The Americans, says The London Athenæum, are becoming a race of book-buyers. Every purchaser of old books—the literature of the period between Gower and Milton—has found by experience how much the demand which has sprung up within these dozen years across the Atlantic for such works has tended to enhance their value in this country. Every few days, too, we hear of some famous library, museum, or historical collection being swept off to the "New World." This week supplies two notable examples:—the Prince of Canino's valuable museum of natural history, his library, and his gallery of Art have all been purchased by a private American gentleman; and the library of Neander has been bought by the Senate of Rochester University in the State of New York.

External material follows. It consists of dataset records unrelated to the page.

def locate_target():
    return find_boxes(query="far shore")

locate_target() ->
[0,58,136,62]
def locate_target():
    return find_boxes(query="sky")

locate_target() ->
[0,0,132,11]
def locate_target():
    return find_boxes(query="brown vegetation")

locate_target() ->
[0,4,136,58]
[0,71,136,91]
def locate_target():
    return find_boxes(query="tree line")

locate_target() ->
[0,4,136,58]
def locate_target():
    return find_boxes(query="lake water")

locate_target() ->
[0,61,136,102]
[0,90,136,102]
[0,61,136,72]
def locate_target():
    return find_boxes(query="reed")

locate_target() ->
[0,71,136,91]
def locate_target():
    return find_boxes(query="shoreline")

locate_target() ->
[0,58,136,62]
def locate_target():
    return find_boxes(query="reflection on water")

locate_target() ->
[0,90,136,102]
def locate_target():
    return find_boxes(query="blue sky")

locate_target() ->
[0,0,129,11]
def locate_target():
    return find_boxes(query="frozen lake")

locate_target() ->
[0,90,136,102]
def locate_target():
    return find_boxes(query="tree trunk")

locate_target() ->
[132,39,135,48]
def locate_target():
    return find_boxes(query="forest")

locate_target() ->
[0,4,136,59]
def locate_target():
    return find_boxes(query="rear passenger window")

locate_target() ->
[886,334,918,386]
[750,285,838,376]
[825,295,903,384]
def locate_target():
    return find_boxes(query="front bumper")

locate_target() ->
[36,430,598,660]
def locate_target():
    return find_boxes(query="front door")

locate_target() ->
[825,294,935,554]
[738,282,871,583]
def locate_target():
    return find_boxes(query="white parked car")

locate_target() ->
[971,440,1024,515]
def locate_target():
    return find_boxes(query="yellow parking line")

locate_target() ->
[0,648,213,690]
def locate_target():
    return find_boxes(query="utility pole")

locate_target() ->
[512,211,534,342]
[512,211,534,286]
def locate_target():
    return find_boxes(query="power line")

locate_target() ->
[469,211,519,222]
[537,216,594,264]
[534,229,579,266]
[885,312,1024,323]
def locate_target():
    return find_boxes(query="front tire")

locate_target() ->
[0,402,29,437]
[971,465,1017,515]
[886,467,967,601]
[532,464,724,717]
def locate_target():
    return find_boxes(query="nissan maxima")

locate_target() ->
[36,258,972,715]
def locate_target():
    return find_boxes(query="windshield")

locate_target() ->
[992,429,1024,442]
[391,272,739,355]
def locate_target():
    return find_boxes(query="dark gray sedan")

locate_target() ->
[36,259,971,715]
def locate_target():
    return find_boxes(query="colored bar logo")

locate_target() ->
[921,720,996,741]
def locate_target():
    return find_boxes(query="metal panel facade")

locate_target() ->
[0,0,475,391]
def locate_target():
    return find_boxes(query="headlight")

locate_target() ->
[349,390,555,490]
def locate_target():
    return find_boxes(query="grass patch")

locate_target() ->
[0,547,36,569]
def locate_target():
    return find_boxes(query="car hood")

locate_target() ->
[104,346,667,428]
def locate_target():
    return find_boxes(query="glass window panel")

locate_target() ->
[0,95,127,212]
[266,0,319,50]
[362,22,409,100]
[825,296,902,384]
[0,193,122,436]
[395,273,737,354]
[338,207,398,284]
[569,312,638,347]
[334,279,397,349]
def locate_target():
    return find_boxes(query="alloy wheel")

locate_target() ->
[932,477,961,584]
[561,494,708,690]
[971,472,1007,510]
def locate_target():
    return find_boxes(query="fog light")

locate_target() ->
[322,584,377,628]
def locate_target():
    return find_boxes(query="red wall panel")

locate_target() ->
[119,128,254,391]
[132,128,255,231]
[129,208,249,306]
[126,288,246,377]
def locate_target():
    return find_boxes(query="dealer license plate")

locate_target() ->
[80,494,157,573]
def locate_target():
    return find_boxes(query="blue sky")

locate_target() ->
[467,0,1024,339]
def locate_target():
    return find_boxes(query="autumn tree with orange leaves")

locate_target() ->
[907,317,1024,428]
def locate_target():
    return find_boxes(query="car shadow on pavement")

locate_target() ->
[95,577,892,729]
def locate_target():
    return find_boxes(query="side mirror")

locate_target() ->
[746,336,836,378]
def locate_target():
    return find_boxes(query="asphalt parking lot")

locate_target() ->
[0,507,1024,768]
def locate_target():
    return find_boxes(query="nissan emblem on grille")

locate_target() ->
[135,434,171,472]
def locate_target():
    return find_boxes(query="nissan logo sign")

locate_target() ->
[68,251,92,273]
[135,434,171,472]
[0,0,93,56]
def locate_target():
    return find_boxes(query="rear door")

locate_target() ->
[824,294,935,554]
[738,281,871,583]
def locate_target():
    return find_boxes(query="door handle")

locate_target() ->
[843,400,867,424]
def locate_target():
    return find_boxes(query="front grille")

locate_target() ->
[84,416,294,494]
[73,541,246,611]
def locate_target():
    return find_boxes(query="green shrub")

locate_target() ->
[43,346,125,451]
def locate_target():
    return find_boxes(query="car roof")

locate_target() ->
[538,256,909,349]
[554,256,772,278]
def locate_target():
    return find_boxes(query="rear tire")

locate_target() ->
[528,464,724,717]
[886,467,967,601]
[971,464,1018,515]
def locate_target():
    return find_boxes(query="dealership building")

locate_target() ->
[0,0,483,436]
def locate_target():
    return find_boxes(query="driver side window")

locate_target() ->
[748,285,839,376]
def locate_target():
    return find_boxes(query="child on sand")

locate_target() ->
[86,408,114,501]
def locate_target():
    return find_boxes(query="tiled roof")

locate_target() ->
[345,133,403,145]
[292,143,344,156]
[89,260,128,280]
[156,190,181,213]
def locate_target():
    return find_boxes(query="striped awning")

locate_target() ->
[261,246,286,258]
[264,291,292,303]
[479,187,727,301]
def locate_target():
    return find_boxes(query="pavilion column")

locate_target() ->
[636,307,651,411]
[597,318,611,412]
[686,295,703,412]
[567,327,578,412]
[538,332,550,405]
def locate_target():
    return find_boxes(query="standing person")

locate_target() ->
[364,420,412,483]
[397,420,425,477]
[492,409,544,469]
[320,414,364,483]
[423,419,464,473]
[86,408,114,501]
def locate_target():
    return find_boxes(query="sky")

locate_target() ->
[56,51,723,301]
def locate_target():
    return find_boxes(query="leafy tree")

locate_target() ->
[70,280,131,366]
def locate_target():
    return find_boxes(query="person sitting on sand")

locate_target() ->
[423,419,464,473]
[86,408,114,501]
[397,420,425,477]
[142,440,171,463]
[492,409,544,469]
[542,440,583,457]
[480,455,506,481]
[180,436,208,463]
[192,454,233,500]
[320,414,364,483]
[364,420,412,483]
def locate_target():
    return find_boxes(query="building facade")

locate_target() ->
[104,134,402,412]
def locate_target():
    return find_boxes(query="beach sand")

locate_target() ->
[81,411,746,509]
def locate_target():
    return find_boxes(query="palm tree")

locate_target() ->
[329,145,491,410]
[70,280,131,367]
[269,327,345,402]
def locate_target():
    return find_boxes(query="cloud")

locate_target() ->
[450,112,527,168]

Neander's books constitute one of the best collections on theology in Germany.
Our cousin John across the water is "nothing if not critical." His notices of American books are exceedingly curious specimens in their kind, usually remarkable for their self-complacent insolence. "The Howadji in Syria," however, seems to have won golden opinions, as witness the following from The Morning Herald:
"Even those of our readers who have taken up Mr. Curtis's 'Nile Notes,' and have been unable to lay them down again till the last page too soon presented itself, can hardly conceive the fascination which his 'Wanderings in Syria,' just published, will be sure to exercise over their senses. Arabian poets have celebrated the beauty of Cairo and of Damascus, 'the pearl of the East,' and modern travelers have put forth all their powers of description, and have invoked fancy to aid them in their praise; but none of these latter have ever caught and been kindled by the Oriental charm in an equal degree with Mr. Curtis. His work is a perfect gem—a luxury of beauty, and grace, and poetry, which all must read, and none can ever forget."
The notice of the same work in The Examiner, bestows reluctant praise:
"Another book has also appeared on the East by a lively foreign visitor, an American, who sought only pleasure and adventure there, and of course found both. 'The Wanderer in Syria,' by Mr. George William Curtis, is a volume supplementary to his 'Nile Notes,' formerly published. The subjects are the Desert, Jerusalem, and Damascus; but the writer's manner and intention are less to describe what any other person may see in those places, and in eastern circumstances, than to tell us what thoughts and fancies, whimsical, poetical, fanciful, they suggested to him, the writer. His fault is to betray something too much of an effort both in his gravities and gayeties; but on the other hand the effort is not always unsuccessful. He is often undeniably gay, and as often says grave things worth listening to. We do not like him the worse for his love of America and occasional supercilious sneers at Cockneyism."